Can you identify this children's story?

I read this book around thirty years ago when I was a pre-teen. What I remember is a brother and sister who moved into an old house. They were unhappy about moving. There was some kind of old shed out back in an overgrown garden, and an oven in the shed. They baked cookies in the oven and sprinkled various colors of sugar on top. The cookies were magical in different ways depending upon the color of the sugar. The last part I remember is that a neighborhood bully grabbed a cookie and started eating it even though they warned him not to, and he turned into a donkey. Since I still remember it after all this time, I’d like to read it again, maybe to my kids. Any ideas?

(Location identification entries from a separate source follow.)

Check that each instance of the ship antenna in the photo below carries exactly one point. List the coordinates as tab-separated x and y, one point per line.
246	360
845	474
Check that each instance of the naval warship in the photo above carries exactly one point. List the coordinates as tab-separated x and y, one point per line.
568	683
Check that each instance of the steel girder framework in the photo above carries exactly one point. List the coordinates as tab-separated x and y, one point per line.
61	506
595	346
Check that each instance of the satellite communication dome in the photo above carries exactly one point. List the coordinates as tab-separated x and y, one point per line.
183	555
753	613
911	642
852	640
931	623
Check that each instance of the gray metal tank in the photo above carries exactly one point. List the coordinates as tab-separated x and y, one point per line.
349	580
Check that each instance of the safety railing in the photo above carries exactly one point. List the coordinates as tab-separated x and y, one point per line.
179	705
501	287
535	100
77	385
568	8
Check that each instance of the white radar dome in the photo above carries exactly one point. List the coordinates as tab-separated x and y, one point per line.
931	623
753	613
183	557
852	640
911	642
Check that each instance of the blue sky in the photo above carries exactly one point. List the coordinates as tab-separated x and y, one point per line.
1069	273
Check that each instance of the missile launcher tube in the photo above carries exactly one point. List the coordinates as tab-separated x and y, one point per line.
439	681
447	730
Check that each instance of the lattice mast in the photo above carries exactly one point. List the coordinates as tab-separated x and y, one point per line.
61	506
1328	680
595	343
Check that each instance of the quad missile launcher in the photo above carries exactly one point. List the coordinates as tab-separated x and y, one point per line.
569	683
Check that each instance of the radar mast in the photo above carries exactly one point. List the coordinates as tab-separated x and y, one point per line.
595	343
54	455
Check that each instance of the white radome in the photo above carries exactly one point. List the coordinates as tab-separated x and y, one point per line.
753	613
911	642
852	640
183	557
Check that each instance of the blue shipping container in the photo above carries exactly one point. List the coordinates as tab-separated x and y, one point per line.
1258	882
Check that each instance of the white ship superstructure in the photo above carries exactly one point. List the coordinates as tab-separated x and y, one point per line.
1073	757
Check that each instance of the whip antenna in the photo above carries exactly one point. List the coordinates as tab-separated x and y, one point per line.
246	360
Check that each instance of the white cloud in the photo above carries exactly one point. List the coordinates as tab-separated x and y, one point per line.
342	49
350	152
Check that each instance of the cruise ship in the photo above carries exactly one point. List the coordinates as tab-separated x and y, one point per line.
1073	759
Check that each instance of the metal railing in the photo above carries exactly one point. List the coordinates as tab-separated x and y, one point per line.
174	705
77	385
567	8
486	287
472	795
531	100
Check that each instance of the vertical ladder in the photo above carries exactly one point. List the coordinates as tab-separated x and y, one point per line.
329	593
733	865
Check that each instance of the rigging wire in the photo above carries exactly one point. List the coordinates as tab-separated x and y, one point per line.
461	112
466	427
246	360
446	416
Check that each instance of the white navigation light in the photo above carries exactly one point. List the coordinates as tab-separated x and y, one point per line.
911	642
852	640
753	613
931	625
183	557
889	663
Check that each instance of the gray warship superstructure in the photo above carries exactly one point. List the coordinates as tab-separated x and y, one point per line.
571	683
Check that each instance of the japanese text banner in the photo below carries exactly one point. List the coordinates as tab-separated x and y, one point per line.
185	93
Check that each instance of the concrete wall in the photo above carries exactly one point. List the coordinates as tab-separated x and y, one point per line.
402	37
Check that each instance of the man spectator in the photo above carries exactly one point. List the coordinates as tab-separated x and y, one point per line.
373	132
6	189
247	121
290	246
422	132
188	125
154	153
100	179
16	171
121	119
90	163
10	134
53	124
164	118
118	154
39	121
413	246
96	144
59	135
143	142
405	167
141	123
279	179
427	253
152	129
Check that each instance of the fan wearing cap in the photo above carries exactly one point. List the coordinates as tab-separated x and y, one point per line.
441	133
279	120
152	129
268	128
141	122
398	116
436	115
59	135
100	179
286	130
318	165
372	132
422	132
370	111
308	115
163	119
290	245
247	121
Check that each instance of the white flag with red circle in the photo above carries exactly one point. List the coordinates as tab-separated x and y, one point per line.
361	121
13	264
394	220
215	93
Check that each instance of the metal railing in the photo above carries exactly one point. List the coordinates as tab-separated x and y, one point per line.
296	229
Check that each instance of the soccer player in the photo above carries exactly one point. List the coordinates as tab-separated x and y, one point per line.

This sounds like something I read when I was a kid too, but much of the plot (as well as the title) eludes me. Was there an old neighbor lady who collected buttons, and her magic cookies would turn people into buttons (miniature people-shaped buttons, that is) if they ate them?

Sounds like a good book to read while listening to Puff the Magic Dragon.

Yes, Scarlett, I do remember that there was an older, unrelated woman in the story but I left that part out of my description because my memory of her role in the story was even more vague than the rest of my recollection. I also remember that the kids seemed to be somewhat neglected by their parents so they began hanging out in this out-building as a place to sulk. I don’t particularly remember the part about the buttons. One last memory I have is that the author was very descriptive of what the cookies were like fresh out of the oven - hot and golden and fragrant - and that the kids would try to eat them when they were still too hot. I couldn’t find anything on the internet - funny how relatively recent published stories like this can just fade away.

The story sounds like a kid’s author named Ruth Chew. The brother/sister team, the one-gimmick magic (magic cookies, magic buttons, magic vacuum cleaner, etc), the alienated from their parents who are nice, but busy / vivid descriptions are all typical Ruth Chew formulae.

I know for a fact that the book Scarlett is talking about IS a Ruth Chew book: “The Witch’s Buttons”. It is NOT the same book that Sputnik is talking about as there’s no magic sprinkles and no bully -> donkey transformation.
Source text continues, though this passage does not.